The 80-year-old says there is now widespread respect for things Maori, compared with the near total lack of respect apparent when she was growing up, and that respect is paying dividends.

“Maori have continually needled us into taking a much wider view and there is a much much larger body of people who are open to learning about other cultures, who are respectful of other cultures and if you begin with treating Maori with respect, that’s the first step on the road to treating other cultures generally with respect,” she says.

Dame Joan Metge says Maori things seem to get more respect among the general public than among political leaders.


The clock is ticking for Maori shareholders in 2 Degrees, with the Commerce Commission recommending the Government regulate mobile termination rates.

Under the current unregulated environment, the new mobile phone company must hand over revenue whenever its subscribers roam or connect to other networks.

It means that even though the company has attracted 5 percent of mobile phone users, its largest shareholder this week had to put in another $11 million - diluting the stake held for Maori by Hautaki Limited to below 12 percent.

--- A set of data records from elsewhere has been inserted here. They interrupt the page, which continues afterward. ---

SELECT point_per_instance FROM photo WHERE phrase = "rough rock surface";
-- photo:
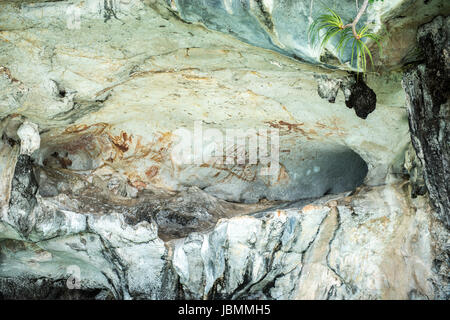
(428, 106)
(104, 209)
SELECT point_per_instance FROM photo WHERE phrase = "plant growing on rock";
(333, 25)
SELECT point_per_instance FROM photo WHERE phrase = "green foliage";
(332, 25)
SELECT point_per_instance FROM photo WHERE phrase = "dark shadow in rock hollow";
(362, 99)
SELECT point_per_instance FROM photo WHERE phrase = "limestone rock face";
(99, 198)
(428, 106)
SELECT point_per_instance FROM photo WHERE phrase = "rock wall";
(428, 106)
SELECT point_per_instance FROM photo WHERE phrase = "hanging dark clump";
(361, 98)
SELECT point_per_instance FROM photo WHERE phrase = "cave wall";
(94, 204)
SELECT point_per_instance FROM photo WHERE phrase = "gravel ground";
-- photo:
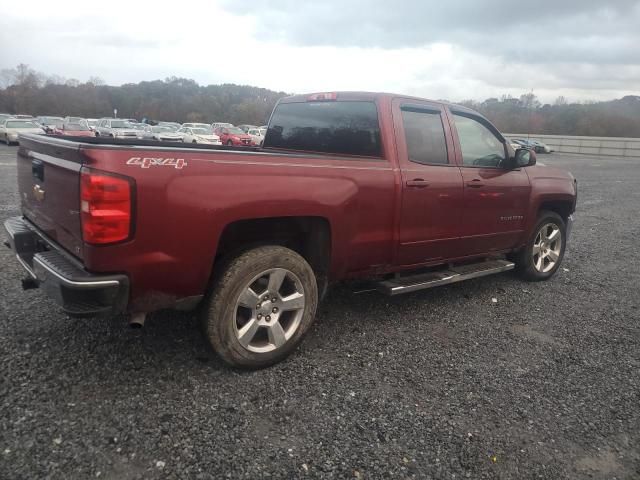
(544, 383)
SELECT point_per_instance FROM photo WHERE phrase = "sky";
(454, 49)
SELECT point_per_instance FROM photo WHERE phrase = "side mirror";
(524, 158)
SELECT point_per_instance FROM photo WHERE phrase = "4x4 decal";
(148, 162)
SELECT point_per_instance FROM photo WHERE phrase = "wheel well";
(308, 236)
(562, 208)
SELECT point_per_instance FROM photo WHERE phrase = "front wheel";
(262, 304)
(543, 253)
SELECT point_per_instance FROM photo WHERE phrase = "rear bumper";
(78, 292)
(569, 226)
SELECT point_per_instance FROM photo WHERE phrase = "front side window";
(424, 134)
(348, 128)
(480, 147)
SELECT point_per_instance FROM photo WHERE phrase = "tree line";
(25, 91)
(173, 99)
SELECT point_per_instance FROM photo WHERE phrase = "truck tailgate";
(48, 185)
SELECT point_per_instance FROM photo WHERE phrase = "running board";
(423, 281)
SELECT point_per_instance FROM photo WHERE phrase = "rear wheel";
(543, 254)
(261, 305)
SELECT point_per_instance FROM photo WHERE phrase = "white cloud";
(134, 41)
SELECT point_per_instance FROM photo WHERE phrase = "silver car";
(12, 127)
(165, 134)
(115, 128)
(144, 131)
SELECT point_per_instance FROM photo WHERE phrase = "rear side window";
(424, 134)
(349, 128)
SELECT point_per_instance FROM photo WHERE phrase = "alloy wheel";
(269, 310)
(547, 248)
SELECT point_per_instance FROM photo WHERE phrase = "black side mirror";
(524, 158)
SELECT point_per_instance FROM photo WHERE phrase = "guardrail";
(601, 146)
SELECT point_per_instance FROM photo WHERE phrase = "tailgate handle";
(417, 183)
(37, 169)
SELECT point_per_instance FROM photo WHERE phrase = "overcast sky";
(454, 49)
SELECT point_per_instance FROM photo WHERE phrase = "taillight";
(105, 207)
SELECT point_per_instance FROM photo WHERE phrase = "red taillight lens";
(105, 207)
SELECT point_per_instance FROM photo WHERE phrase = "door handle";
(417, 183)
(475, 183)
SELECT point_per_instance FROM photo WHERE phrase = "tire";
(539, 266)
(226, 312)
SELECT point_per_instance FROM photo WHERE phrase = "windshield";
(18, 124)
(78, 127)
(120, 124)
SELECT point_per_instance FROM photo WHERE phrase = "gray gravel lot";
(545, 383)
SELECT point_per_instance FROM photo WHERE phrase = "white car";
(199, 135)
(144, 131)
(256, 135)
(12, 127)
(221, 125)
(166, 134)
(196, 125)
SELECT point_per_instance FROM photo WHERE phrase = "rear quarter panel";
(180, 213)
(548, 184)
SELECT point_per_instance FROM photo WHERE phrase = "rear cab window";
(424, 135)
(349, 127)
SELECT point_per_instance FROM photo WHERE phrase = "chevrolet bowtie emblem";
(38, 192)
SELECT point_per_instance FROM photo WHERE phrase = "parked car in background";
(540, 147)
(521, 143)
(50, 123)
(196, 125)
(246, 128)
(12, 127)
(221, 124)
(256, 135)
(199, 135)
(173, 125)
(74, 130)
(164, 133)
(234, 136)
(116, 128)
(75, 120)
(144, 131)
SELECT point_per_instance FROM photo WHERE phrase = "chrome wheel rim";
(269, 310)
(547, 247)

2degrees chief operating officer, Bill McCabe, says the company is keen for telecommunications minister Stephen Joyce to make a quick decision on the recommendations so the commission can come up with a price formula which encourages fair competition.

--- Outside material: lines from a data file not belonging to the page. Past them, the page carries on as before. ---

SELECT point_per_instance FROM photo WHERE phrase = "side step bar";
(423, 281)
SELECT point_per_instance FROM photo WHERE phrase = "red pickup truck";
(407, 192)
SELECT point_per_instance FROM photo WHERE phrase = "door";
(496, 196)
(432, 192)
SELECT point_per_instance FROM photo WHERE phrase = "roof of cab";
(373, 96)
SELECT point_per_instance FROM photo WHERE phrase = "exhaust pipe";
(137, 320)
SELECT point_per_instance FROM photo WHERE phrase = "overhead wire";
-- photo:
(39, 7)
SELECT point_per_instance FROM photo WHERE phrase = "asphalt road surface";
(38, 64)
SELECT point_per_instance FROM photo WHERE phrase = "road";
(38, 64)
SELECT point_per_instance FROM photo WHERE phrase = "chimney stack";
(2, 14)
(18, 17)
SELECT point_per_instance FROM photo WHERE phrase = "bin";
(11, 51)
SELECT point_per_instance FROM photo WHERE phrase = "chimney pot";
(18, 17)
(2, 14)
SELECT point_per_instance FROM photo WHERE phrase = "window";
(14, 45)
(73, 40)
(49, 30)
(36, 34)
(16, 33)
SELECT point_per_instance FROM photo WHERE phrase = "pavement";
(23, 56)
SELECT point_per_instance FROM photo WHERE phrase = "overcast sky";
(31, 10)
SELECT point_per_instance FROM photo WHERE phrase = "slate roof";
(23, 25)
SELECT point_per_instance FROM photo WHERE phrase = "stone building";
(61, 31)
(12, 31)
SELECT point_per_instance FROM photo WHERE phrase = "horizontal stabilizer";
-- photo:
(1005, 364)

“We've said it should be what they call in the industry zero rate termination so everyone can connect to everyone at a zero rate and that happens in places like Hong Kong and Singapore and the United States and Canada and various other countries. That’s normally seen as the most pro-competitive outcome. We’re still encouraging that as a potential outcome,” Mr McCabe says.

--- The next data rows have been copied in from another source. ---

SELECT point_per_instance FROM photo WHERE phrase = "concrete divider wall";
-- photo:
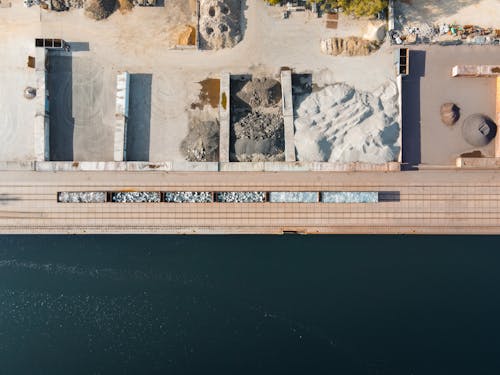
(41, 121)
(287, 104)
(497, 138)
(224, 117)
(391, 23)
(399, 84)
(121, 116)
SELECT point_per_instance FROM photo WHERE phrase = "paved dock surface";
(429, 202)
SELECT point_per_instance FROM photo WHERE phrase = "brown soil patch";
(125, 6)
(187, 36)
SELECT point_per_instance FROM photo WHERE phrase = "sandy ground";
(485, 13)
(17, 27)
(425, 139)
(140, 42)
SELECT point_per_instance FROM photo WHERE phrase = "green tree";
(357, 7)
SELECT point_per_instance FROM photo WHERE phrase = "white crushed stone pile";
(188, 197)
(340, 124)
(82, 197)
(219, 23)
(241, 197)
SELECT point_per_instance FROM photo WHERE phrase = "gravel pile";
(188, 197)
(349, 197)
(350, 46)
(99, 9)
(293, 197)
(241, 197)
(136, 197)
(82, 197)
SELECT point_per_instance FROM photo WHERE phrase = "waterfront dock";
(433, 201)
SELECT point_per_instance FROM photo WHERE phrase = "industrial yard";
(249, 124)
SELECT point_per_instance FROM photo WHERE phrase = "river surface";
(249, 305)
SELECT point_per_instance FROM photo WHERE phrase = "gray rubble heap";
(188, 197)
(137, 197)
(82, 197)
(241, 197)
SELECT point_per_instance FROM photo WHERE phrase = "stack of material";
(350, 46)
(478, 130)
(258, 132)
(81, 197)
(188, 197)
(99, 9)
(450, 113)
(145, 3)
(241, 197)
(220, 23)
(293, 197)
(137, 197)
(341, 124)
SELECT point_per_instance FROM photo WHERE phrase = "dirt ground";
(142, 41)
(485, 13)
(426, 139)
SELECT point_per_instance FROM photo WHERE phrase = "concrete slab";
(425, 139)
(82, 105)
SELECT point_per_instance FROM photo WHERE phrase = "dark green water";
(249, 305)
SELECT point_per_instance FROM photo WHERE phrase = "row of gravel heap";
(137, 197)
(82, 197)
(188, 197)
(293, 197)
(241, 197)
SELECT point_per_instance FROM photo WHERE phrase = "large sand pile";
(219, 23)
(340, 124)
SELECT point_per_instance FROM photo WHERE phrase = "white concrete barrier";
(41, 121)
(224, 117)
(287, 104)
(121, 116)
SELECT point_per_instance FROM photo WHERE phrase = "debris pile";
(144, 3)
(350, 46)
(341, 124)
(188, 197)
(241, 197)
(137, 197)
(257, 126)
(419, 31)
(202, 141)
(186, 36)
(293, 197)
(81, 197)
(219, 23)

He says Vodafone and Telecom have taken excessive profits from New Zealand consumers for more than six years because of government failure to regulate.


The Green's co-leader leader, Meteria Turei, says the government's proposed foreshore and seabed reforms still amount to raupatu or confiscation.

She says the outcome of the talks between National and the Maori Party seems to that a few words in Labour's 2004 Foreshore and Seabed Act will be replaced with terms which have yet to be adequately defined.

That means little will change.

“It's still a confiscation and even if they repeal Labour’s act, which is a good thing, they are going to replace it with another act which does exactly the same thing and confiscates the foreshore so it will be very difficult when that time comes for the Maori Party in particular to vote for it,” Ms Turei says

She says it looks like the Whanau Ora social service delivery model will be the only real gain the Maori Party will get from its agreement with National.


The first Maori Playwrights Festival kicks off in Papakura tonight with a performance of Briar Grace Smith's classic Purapurawhetu.

The festival spun out of a 2007 hui which identified a need for Maori writers and actors to have a place to hone their craft.

Grace-Smith, from Ngati Hau in Nga Puhi, says writers need a range of skills in their kete to write for the stage.

“One thing that's really important is to have an ear for dialogue and the way people speak, how important words are, the things that are said and what they don’t say, so you have to be quite a good listener and sort of tune into things and conversations that are happening around you and the other thing is tenacituy because it’s not really a career that for most of us is going to make you a lot of money so you really have to stay with it,” Grace-Smith says,

It's important for writers to have access to others who inspire them ... such as her mother-in-law Patricia Grace's stories did for her as a teenager.

The festival at the Hawkins Theatre also includes plays by Albert Belz and Whiti Hereaka.